E’ la legge della vita: se tu vuoi salvare, cioè cristallizzare, fermare, immobilizzare la vita, la perdi. Se tu non vuoi cambiare (salvare nel senso di fermare, restare sempre così) la tua vita, muori. Perché la vita và.
La vita non si può fermare. Non ci si può attaccare né alle relazioni né alle idee. Gesù dovrà a dire Pietro: “Vai dietro”. Pietro vuole fermare il Signore, vuole mettergli uno stop. Ma Gesù dovrà dire: “Chi mi vuol seguire deve dire “di no” a quell’atteggiamento naturale dell’uomo che vorrebbe fermare le cose; chi mi vuol seguire deve mettere in gioco le proprie idee, le proprie acquisizioni, e seguire il Signore della Vita là dove ci vuole portare”.

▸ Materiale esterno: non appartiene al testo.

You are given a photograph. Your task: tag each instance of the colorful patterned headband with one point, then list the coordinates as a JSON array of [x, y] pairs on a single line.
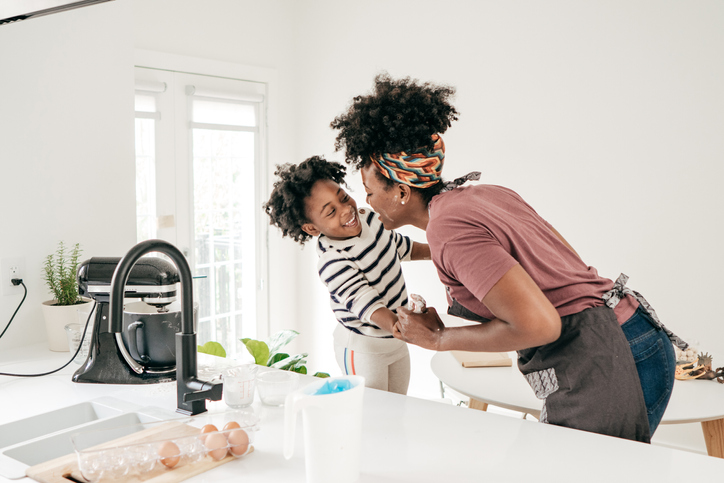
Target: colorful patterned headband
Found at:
[[420, 169]]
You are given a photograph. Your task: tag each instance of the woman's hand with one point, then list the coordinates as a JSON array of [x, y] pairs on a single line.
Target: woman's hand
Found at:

Poco dopo (9,5) Pietro ricadrà nello stesso errore. Sono sul monte della Trasfigurazione, stanno bene e Pietro dice: “Restiamo qui. Facciamo tre tende, si sta così bene qui!”. Ma la vita si vive, non la si ferma. Fare questo è “croce” perché è rischiare, osare, incontrare il nuovo, modificarsi.
La vita va, diviene e nel momento esatto in cui tu blocchi questo scorrere inizi a morire. L’acqua che stagna non si può bere; è solo l’acqua che scorre che ti può dissetare. La vita và.

Pensiero della Settimana

La Buona Novella di Gesù fu rifiutata non perché era buona
ma perché era nuova. Non temere di cambiare, è la Vita.